Notice that this is a lot more verbose that the abridged version posted for demonstration purposes at the top of this blog. How does this all work? The T4 template makes use of EnvDTE, the namespace that Visual Studio exposes for doing in-editor code refactoring work, intended primarily for use by Visual Studio add-ins. The project does not have to be compiled in order for this to work. I decided against using the Microsoft.Cci or regular reflection APIs since these require a compiled assembly in order to do their work. Since this pattern has to be implemented in a single type in a single assembly, neither of those are acceptable solutions. The alternative is to have the developer design their data contracts in some other format that could be parsed by the T4 template and have it generate all the code on behalf of the developer. Since this solution would raise the learning curve already high enough for immutable data structures, this is thrown out as well. Having the developer code up part of the immutable data contract him/herself is beneficial in that the developer has some control over the class itself and is able to add methods, fields, and properties (with some restrictions) yet also gain the benefits of code generation provided by the T4 template. Of course, to maintain true immutability, it doesn’t make much sense to have any publicly writable properties. The T4 template imposes some limitations like this on the existing partial class code. The T4 template also heavily relies on naming conventions so those are checked and enforced before generating a single line of code. T4 will generate descriptive and helpful warnings in your Error List pane if it detects anything is awry with the existing partial class code.

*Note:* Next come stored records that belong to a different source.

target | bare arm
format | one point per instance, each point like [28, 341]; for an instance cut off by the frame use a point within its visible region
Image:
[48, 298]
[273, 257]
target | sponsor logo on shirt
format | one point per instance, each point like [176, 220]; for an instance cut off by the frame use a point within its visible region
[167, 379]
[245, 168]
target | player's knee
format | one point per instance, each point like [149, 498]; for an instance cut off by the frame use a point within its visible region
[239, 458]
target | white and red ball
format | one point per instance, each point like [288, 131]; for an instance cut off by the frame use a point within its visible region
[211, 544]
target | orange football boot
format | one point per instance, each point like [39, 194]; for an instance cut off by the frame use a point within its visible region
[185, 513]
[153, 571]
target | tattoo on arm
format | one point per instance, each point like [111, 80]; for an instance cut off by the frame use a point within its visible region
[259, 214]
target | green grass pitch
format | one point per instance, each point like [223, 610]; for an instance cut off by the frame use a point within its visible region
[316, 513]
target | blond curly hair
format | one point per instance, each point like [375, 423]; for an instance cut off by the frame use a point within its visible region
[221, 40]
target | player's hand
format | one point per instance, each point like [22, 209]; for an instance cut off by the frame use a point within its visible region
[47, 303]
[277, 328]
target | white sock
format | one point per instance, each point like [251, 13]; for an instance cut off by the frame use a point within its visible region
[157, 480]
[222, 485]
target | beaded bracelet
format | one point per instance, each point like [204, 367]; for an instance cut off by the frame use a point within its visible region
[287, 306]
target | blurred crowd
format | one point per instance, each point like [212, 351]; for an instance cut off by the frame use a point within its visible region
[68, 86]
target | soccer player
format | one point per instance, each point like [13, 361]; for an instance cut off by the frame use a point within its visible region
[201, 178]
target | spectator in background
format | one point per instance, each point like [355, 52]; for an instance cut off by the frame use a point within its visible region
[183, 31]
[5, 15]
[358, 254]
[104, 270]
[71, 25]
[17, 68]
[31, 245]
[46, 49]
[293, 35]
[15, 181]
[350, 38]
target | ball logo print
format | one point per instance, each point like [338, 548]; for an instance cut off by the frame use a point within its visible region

Download the code My code for the T4 template is housed within the following public SVN repository: Get it here (svn://bittwiddlers.org/WellDunne/trunk/public/ImmutableT4). Or browse the repository over the web from here. The file is named ImmutablePartialsGenerator.tt and lives in the project folder named ImmutableT4 under the main solution folder. Browse the latest version here. Note that the T4 template requires Visual Studio’s EnvDTE namespace to have a complete view of the code, so if it does not work within the first moments of opening the project, do not be surprised. Give it time to parse over your code and build a complete model and then try the T4 template again. This is a limitation of Visual Studio and not of this template.